Bujok Ronny, Meyer Antje S, Bosker Hans Rutger
Max Planck Institute for Psycholinguistics, The Netherlands.
International Max Planck Research School for Language Sciences, MPI for Psycholinguistics, Max Planck Society, The Netherlands.
Lang Speech. 2025 Mar;68(1):181-203. doi: 10.1177/00238309241258162. Epub 2024 Jun 14.
Human communication is inherently multimodal. Auditory speech, but also visual cues can be used to understand another talker. Most studies of audiovisual speech perception have focused on the perception of speech segments (i.e., speech sounds). However, less is known about the influence of visual information on the perception of suprasegmental aspects of speech like lexical stress. In two experiments, we investigated the influence of different visual cues (e.g., facial articulatory cues and beat gestures) on the audiovisual perception of lexical stress. We presented auditory lexical stress continua of disyllabic Dutch stress pairs together with videos of a speaker producing stress on the first or second syllable (e.g., articulating or ). Moreover, we combined and fully crossed the face of the speaker producing lexical stress on either syllable with a gesturing body producing a beat gesture on either the first or second syllable. Results showed that people successfully used visual articulatory cues to stress in muted videos. However, in audiovisual conditions, we were not able to find an effect of visual articulatory cues. In contrast, we found that the temporal alignment of beat gestures with speech robustly influenced participants' perception of lexical stress. These results highlight the importance of considering suprasegmental aspects of language in multimodal contexts.

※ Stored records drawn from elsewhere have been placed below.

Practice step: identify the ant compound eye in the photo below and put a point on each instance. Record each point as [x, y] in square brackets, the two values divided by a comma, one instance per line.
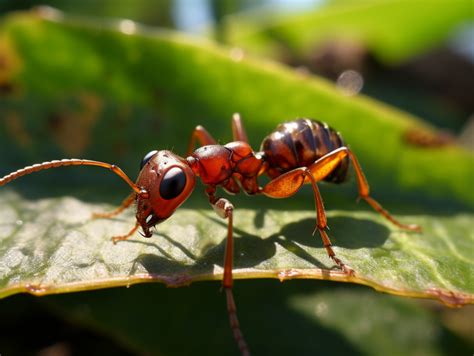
[173, 183]
[147, 158]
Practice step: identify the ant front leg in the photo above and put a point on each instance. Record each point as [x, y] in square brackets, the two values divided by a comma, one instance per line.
[326, 164]
[225, 209]
[288, 184]
[126, 203]
[238, 131]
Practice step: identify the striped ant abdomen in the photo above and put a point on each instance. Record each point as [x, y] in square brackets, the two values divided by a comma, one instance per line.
[300, 143]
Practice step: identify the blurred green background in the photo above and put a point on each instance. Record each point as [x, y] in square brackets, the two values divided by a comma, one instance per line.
[379, 49]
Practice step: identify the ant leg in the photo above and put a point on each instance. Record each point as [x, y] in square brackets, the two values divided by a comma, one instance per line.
[326, 164]
[202, 136]
[224, 209]
[238, 131]
[116, 239]
[288, 184]
[124, 205]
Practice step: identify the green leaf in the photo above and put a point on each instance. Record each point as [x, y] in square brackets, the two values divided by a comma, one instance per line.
[115, 91]
[390, 29]
[48, 249]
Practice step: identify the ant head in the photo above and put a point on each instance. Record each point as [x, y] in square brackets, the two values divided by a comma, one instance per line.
[169, 181]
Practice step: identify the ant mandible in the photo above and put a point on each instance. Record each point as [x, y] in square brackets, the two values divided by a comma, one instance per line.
[297, 152]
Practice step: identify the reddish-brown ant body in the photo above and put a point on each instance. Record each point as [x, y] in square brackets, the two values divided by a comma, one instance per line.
[297, 152]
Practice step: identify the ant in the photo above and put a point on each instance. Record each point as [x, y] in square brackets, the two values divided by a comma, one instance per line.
[296, 152]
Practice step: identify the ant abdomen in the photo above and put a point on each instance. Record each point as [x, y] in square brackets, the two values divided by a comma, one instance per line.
[300, 143]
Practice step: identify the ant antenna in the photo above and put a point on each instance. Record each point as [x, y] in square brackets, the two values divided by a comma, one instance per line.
[72, 162]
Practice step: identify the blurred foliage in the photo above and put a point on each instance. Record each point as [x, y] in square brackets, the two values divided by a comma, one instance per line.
[391, 29]
[114, 90]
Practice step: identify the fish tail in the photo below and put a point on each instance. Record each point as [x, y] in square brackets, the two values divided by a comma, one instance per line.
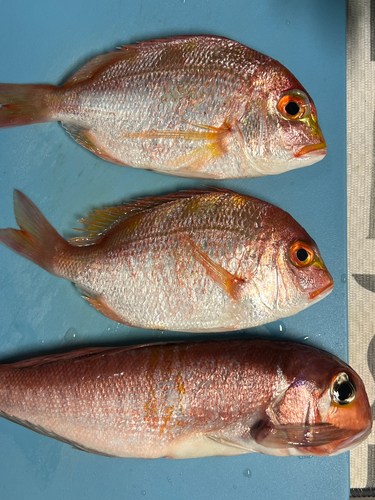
[25, 104]
[36, 239]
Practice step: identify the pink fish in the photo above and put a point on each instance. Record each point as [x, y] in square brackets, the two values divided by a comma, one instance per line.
[190, 400]
[192, 106]
[199, 261]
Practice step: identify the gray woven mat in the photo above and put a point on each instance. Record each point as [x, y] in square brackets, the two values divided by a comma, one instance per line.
[361, 220]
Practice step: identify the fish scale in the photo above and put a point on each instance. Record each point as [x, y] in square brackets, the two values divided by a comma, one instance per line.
[189, 399]
[199, 261]
[193, 106]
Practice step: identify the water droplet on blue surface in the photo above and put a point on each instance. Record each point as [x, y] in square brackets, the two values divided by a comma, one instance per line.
[71, 335]
[247, 473]
[276, 328]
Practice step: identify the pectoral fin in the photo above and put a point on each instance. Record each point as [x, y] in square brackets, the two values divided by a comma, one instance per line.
[226, 280]
[299, 436]
[195, 160]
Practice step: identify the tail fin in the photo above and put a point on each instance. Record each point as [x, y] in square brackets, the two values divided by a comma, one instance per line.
[24, 104]
[36, 239]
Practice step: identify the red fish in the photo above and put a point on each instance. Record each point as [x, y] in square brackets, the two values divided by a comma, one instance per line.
[199, 261]
[191, 400]
[192, 106]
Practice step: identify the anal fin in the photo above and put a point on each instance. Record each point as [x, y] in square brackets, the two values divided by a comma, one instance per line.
[101, 306]
[84, 137]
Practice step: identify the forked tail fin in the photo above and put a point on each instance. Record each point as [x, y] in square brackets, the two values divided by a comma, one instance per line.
[36, 239]
[24, 104]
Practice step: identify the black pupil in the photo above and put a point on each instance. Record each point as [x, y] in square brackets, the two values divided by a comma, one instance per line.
[344, 391]
[302, 255]
[292, 108]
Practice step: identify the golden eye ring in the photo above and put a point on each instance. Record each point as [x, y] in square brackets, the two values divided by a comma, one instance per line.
[293, 106]
[301, 254]
[343, 389]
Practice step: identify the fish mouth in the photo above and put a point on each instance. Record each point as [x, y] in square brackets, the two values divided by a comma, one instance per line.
[315, 149]
[322, 292]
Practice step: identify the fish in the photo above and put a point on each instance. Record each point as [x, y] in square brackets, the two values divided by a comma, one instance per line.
[194, 261]
[193, 106]
[191, 399]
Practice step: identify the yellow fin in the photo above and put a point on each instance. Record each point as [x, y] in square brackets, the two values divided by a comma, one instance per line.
[216, 137]
[226, 280]
[101, 221]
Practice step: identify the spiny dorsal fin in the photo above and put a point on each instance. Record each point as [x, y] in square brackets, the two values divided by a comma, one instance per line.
[101, 221]
[99, 64]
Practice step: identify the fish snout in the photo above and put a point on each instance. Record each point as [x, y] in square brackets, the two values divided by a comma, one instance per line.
[324, 284]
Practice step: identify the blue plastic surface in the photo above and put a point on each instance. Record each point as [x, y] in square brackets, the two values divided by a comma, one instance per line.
[44, 42]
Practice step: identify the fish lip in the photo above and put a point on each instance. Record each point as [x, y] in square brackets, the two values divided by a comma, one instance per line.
[325, 290]
[353, 441]
[315, 149]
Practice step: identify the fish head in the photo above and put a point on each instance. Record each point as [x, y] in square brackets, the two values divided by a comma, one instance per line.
[303, 278]
[311, 276]
[341, 417]
[280, 127]
[320, 407]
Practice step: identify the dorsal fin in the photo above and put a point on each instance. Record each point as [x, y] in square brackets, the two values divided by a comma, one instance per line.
[101, 221]
[128, 52]
[100, 63]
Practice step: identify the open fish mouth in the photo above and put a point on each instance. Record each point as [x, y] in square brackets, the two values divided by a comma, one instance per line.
[312, 149]
[322, 292]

人类交流本质上是多模态的。听觉语音以及视觉线索都可用于理解另一个说话者。大多数关于视听语音感知的研究都集中在语音片段(即语音)的感知上。然而,对于视觉信息对诸如词汇重音等语音超音段方面感知的影响,我们了解得较少。在两项实验中,我们研究了不同视觉线索(如面部发音线索和节拍手势)对词汇重音视听感知的影响。我们呈现了双音节荷兰语重音对的听觉词汇重音连续体,并搭配说话者在第一个或第二个音节上产生重音的视频(例如,发音为 或 )。此外,我们将在任一音节上产生词汇重音的说话者面部与在第一个或第二个音节上做出节拍手势的有动作的身体进行了组合和完全交叉。结果表明,人们在静音视频中成功利用视觉发音线索来感知重音。然而,在视听条件下,我们未能发现视觉发音线索的影响。相比之下,我们发现节拍手势与语音的时间对齐有力地影响了参与者对词汇重音的感知。这些结果凸显了在多模态语境中考虑语言超音段方面的重要性。